Traditional Open Ends: Say Goodbye to the Dinosaur of Market Research

The Quester Client Services team recently had fun debating the best analogy to describe the role traditional open ends play in market research today. Suggestions included cargo pants, the Walkman, floppy disks and MySpace to name a few. We ultimately landed on the yellow pages. Here’s why:

Like yellow-pages advertising, they’re severely limited in value
When’s the last time you picked up a phonebook? Remember when businesses spent big bucks on yellow pages advertising? There was a time when it was one of the best options for connecting with customers — but the amount of information one could glean from a yellow page listing or advertisement was minimal. Traditional open ends in surveys have similar content restrictions — while they can add a little perspective to close-ended (scaled) questions, they don’t provide insights with full depth and context you can take to the bank.

Technology has rendered them obsolete
People rarely pick up a phonebook anymore. Why would you, when the quality and amount of what you can learn from a quick internet search is infinitely better?
And so it goes in market research. The idea that collecting responses to traditional open ends and counting words to draw any sort of meaningful conclusions is archaic – not to mention risky due to the inherent nuances of language. Understanding what people think or how they feel requires much deeper investigation.
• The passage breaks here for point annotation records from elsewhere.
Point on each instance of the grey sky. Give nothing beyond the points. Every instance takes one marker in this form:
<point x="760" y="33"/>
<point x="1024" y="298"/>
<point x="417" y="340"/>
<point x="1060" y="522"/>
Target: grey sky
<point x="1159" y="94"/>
Having conversations with people is the only way to get down to the emotional level that really drives decisions.
Companies like Quester, iModerate, MFour and Voxpopme are utilizing today’s technologies to set a new bar for what researchers expect to learn from market research. At Quester where a software moderator backed by artificial intelligence conducts one-on-one online and mobile interviews at scale, open ends are used merely as a gateway to a deeper conversation.
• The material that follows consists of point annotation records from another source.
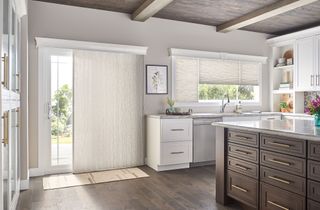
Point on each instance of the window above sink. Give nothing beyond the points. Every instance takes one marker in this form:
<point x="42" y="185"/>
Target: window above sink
<point x="204" y="81"/>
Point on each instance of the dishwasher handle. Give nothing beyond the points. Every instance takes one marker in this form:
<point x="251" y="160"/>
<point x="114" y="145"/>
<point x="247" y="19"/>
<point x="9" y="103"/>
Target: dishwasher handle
<point x="205" y="122"/>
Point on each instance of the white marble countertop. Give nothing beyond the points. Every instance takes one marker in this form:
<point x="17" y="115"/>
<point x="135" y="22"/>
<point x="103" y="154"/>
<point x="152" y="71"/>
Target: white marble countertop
<point x="214" y="115"/>
<point x="295" y="128"/>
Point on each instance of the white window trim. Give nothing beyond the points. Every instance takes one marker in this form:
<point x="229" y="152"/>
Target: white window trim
<point x="82" y="45"/>
<point x="216" y="55"/>
<point x="203" y="54"/>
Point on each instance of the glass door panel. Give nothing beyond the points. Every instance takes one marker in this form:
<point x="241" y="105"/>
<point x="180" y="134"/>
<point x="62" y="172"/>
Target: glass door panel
<point x="61" y="110"/>
<point x="5" y="116"/>
<point x="5" y="159"/>
<point x="13" y="152"/>
<point x="5" y="45"/>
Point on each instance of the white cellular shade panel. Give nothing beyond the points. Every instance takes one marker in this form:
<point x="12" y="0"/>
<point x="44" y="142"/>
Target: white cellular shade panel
<point x="186" y="79"/>
<point x="249" y="73"/>
<point x="108" y="111"/>
<point x="213" y="71"/>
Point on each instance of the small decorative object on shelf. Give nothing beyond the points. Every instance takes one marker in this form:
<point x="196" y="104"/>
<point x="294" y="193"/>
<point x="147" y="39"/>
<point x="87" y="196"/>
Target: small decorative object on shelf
<point x="171" y="103"/>
<point x="175" y="110"/>
<point x="313" y="108"/>
<point x="283" y="106"/>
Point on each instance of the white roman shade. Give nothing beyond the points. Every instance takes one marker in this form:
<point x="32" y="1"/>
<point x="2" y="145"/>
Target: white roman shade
<point x="218" y="72"/>
<point x="190" y="71"/>
<point x="186" y="79"/>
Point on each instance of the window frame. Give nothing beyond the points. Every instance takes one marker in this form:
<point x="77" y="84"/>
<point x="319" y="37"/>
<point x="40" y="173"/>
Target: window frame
<point x="213" y="103"/>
The information you miss is game-changing
Imagine going back in time to when people relied on the phonebook. The information that matters most in the decision-making process today would vanish – product and service details, photos and videos, customer reviews, driving directions and so on. Likewise, the rich, qualitative information traditional open-ends miss is the game-changing information businesses must have to truly understand what drives consumer behavior.

People like other options better
Finally, new technologies squeeze out the old way of doing things for the simple reason they provide a better, more satisfying user experience. Survey design that incorporates two-way conversations is, by its very nature, more fun and engaging for participants. We know that because we routinely ask our respondents about their experience. Quester survey satisfaction scores are markedly higher the industry average.

Few insights professionals would dispute that happy, engaged participants provide higher-quality, more reliable data. Ultimately, companies have to determine whether to stick with the Fred Flintstone approach or take advantage of companies like Quester offering new, better solutions.